Many successful runners use biking, water running, swimming or other sports in their weekly training schedule - this is called cross training. Athletes often find that, rather than inhibit performance in their primary sport, training in others enhances it.
If running is our only exercise, the same muscles are always stressed
Exercise places stress on muscles, which causes them to break down. During rest, they then repair to be stronger. If running is your only exercise, the same muscles are always stressed. This increases the likelihood of pushing it too hard and picking up an injury.
By exercising in other sports you can reduce the likelihood of injury. Flexibility training such as pilates, yoga or a good stretching routine also reduces the chances of injury, as you develop a wider range of motion.
If you vary your sports, you'll use different muscles and achieve a more balanced overall fitness. For example, instead of a gentle running session after an intense speed work out, half an hour swimming will give an aerobic workout, reduce stress on legs and improve torso and upper body conditioning.

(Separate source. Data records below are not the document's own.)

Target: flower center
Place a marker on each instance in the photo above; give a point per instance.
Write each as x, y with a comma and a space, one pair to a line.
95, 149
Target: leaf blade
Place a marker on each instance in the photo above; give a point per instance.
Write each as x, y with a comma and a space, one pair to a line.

Strengthening areas other than legs can improve your running performance, too. For example, a strong upper body will carry over to a more powerful running action. Improving core (torso) strength with activities such as circuits and aerobic classes will help to improve stability.
Add variety to your training program and reduce boredom
Training in more than one sport not only reduces stress and gives more rounded fitness but is great for motivation.
Because of the variety of activities, there is less of a routine to training, which alleviates boredom and increases motivation.
In addition, when training for longer distance events, incorporating less stressful activities such as cycling is a good way to add low-impact, long aerobic sessions.
How should I choose my additional activities?
It's important to choose a sport that complements your running training. A priority is to give the legs and body less strenuous wear and tear. Sports such as swimming, rowing and biking all give good cardiovascular benefits without having to be overly strenuous.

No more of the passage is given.